In this example, an employee in a human resources department wants to improve job satisfaction. The example uses the Structural Equation Models platform to analyze responses to a survey of 200 individuals regarding aspects of their job satisfaction. The survey contains responses to 11 questions related to their job satisfaction. You seek to build a model that relates the answers to the survey questions to the latent variables of leadership characteristics, role conflict, and overall job satisfaction.
1. Select Help > Sample Data Library and open Job Satisfaction.jmp.
2. Select Analyze > Multivariate Methods > Structural Equation Models.
3. Select Support_L through Supervisor_S and click Model Variables.
4. Click OK.
The Structural Equation Models report Model Specification outline appears.
5. Select Support_L through Interact_L in the To List, type Leadership in the box next to Add Latent, and click Add Latent.
6. Select Person_C through Inter_C in the To List, type Conflict in the box next to Add Latent, and click Add Latent.
7. Select General_S through Supervisor_S in the To List, type Satisfaction in the box next to Add Latent, and click Add Latent.
8. Select Leadership in the From List, select Satisfaction in the To List, and click the unidirectional arrow button.
9. Select Leadership in the From List, select Conflict in the To List, and click the unidirectional arrow button.
10. Select Conflict in the From List, select Satisfaction in the To List, and click the unidirectional arrow button.
11. In the text box below Model Name (in the top left of the Model Specification report), type Path Analysis with Latent Variables.
12. Click Run.
Figure 8.2 Structural Equation Model Report
The chi-square statistic for this model, listed in the Summary of Fit report, is 34.27 with 41 degrees of freedom. Note that the corresponding p-value is 0.7624, which is not significant. This indicates that there is not evidence to reject the null hypothesis that the model fits well. Therefore, you conclude that this model fits the data reasonably well.
The chi-square value depends on the sample size, and thus, some well-fitting models can still produce a significant chi-square value. The comparative fit index (CFI) and root mean square error of approximation (RMSEA) provide additional guidance for determining model fit. These indices are bounded between 0 and 1. CFI values greater than 0.90 and RMSEA values less than 0.10 are preferred (Browne and Cudeck 1993; Hu and Bentler 1999). Here, the CFI of 1 and RMSEA of 0 indicate an excellent fit.
13. Click the red triangle next to Structural Equation Model: Path Analysis with Latent Variables and select Standardized Parameter Estimates.

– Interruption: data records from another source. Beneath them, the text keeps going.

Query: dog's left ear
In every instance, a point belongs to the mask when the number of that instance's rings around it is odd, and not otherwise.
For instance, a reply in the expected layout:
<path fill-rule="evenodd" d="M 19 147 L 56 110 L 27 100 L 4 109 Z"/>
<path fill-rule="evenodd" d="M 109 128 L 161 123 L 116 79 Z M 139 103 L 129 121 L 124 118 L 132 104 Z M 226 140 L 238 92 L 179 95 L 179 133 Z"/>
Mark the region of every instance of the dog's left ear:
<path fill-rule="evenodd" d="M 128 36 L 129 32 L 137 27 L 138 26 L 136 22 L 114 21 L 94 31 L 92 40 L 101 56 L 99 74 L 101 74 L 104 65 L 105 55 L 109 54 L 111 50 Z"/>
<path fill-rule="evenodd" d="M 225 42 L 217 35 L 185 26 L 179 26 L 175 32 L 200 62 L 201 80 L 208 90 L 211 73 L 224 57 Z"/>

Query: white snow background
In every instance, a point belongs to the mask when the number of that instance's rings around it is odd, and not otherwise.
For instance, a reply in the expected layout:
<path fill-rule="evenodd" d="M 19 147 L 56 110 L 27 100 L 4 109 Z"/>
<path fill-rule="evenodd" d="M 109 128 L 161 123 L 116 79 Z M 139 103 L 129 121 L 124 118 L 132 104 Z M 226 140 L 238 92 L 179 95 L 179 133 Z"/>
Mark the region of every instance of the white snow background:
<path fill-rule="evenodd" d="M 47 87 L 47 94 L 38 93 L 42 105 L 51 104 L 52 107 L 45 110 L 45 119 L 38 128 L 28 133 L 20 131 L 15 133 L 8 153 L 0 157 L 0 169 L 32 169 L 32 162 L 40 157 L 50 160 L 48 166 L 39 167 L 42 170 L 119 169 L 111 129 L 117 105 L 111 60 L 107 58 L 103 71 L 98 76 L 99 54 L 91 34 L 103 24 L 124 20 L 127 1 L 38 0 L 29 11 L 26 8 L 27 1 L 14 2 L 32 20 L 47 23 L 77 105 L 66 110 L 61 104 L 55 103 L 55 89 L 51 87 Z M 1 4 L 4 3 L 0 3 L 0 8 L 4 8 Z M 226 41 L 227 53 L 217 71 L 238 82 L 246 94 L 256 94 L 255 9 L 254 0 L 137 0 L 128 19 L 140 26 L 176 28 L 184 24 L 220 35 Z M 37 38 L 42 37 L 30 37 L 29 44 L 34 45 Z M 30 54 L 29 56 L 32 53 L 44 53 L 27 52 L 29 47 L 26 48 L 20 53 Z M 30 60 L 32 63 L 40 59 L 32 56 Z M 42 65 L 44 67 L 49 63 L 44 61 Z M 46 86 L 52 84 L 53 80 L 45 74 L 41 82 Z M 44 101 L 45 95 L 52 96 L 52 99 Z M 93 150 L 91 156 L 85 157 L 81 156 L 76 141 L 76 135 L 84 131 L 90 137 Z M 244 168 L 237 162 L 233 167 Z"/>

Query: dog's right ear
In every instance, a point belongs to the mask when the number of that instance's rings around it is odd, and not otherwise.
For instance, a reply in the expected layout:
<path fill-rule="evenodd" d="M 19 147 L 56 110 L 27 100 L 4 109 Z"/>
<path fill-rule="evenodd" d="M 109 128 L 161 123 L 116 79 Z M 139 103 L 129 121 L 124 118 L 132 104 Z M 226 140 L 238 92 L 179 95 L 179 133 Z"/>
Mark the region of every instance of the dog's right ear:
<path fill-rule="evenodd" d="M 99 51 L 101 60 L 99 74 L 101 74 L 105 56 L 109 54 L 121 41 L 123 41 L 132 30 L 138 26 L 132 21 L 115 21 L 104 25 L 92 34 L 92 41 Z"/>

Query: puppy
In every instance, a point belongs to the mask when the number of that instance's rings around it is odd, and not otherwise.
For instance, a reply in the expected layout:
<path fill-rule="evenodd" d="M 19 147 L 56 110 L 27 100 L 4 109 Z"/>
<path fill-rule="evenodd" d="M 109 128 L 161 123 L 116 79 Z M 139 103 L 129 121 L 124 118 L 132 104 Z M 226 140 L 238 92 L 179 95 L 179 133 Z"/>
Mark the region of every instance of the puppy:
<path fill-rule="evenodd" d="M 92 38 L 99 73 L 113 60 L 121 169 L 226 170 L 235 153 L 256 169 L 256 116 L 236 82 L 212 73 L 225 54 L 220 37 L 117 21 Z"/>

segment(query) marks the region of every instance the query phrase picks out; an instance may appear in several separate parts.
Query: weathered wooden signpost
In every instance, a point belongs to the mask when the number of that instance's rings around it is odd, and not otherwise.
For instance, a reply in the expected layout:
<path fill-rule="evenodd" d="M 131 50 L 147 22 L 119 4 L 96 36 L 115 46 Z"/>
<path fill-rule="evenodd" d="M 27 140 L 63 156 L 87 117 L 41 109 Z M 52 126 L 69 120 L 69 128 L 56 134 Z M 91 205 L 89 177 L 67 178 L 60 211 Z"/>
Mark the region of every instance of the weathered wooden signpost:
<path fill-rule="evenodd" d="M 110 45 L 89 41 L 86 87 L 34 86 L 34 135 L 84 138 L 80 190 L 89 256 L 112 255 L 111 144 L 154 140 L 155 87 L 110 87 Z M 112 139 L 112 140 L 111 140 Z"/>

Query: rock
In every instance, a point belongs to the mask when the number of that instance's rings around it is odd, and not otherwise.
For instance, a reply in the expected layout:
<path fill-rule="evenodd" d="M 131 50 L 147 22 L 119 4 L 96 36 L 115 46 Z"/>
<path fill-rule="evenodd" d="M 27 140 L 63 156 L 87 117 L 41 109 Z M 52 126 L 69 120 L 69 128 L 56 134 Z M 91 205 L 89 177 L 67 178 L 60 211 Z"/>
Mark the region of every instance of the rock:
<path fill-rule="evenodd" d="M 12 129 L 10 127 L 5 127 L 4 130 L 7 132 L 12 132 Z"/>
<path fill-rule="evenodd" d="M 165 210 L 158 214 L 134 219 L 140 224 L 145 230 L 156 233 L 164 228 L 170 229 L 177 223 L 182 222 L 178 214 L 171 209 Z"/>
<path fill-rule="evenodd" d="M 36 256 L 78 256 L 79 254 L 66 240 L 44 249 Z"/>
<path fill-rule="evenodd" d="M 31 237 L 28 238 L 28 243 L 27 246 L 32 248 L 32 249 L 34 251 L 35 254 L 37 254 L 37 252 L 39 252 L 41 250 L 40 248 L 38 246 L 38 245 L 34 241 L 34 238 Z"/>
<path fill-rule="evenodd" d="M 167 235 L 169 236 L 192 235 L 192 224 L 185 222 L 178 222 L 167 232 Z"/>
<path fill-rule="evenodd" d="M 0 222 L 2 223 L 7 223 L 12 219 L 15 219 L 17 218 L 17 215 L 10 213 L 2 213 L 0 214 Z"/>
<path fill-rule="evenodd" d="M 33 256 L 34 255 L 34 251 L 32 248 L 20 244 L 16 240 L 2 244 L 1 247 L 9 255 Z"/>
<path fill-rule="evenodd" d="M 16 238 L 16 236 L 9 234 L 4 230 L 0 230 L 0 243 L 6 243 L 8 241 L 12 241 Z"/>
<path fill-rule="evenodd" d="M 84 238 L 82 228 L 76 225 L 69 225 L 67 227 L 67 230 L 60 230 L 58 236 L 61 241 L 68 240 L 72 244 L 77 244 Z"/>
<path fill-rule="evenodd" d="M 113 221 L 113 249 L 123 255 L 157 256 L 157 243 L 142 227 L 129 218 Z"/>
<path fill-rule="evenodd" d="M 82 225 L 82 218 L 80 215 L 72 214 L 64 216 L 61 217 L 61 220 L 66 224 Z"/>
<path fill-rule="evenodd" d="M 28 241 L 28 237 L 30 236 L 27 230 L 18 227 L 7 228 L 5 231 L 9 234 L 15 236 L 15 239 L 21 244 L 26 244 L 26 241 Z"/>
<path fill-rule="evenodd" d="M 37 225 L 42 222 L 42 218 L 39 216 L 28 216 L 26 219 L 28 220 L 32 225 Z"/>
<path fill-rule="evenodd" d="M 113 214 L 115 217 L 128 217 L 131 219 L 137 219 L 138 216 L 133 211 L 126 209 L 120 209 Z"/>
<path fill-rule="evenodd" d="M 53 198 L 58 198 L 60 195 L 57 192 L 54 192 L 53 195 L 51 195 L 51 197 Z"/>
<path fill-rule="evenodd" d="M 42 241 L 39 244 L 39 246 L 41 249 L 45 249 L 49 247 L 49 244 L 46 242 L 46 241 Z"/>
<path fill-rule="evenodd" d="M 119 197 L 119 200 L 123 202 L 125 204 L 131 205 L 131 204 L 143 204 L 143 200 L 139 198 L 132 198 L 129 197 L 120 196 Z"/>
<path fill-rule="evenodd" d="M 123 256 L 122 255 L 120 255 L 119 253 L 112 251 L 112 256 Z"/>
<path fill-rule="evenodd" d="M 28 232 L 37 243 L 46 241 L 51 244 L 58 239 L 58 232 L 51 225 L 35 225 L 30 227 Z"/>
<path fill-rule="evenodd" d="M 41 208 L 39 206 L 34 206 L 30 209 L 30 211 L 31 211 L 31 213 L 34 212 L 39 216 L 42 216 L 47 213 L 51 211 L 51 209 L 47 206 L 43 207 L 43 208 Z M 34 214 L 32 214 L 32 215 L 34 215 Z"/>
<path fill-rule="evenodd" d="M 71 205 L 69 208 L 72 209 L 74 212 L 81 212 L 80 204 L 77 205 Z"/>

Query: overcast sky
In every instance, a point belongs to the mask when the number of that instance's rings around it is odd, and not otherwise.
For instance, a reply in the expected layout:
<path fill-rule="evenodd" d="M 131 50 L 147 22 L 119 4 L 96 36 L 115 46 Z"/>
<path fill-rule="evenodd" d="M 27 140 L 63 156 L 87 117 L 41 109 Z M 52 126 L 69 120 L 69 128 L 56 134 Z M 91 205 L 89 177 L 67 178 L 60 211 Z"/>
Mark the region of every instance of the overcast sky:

Figure 8.3 Standardized Parameter Estimates Report
The estimates for the Loadings in the Standardized Parameter Estimates report help explain the measurement model that defines the latent variables. Standardized loadings are the correlation of the observed variable with the unobserved latent variable. Loadings for all latent variables in the report range from 0.52 to 0.67, which suggests well-defined constructs for Leadership, Conflict, and Satisfaction.
In Figure 8.2, the parameter estimates under Regressions suggest a negative effect of Leadership on Conflict and of Conflict on Satisfaction, whereas Leadership has a positive effect on Satisfaction. Thus, higher scores on Leadership are associated with lower Conflict and more Satisfaction, and higher scores in Conflict are associated with lower scores in Satisfaction. The corresponding p-values for the parameter estimates are shown under Regressions. The Leadership -> Conflict and Leadership -> Satisfaction regression parameters are both significant at the α = 0.05 level. Therefore, you conclude that those regression relationships are strong.
Note: You can also use the Regression parameter estimates in the Standardized Parameter Estimates report as effect sizes. These effect sizes are interpreted as the change in standard deviation units in the outcome for a one standard deviation change in the predictor.
14. Click the red triangle next to Structural Equation Model: Path Analysis with Latent Variables and select Normalized Residuals Heat Map.
Figure 8.4 Normalized Residuals Heat Map
The Normalized Residuals Heat Map has no values that exceed 2.0 units in the positive or negative direction, which is further evidence that the model fits the data well. The residuals can also diagnose ill-fitting models at a more granular level. The normalized residuals in this model do not show evidence of local misfit.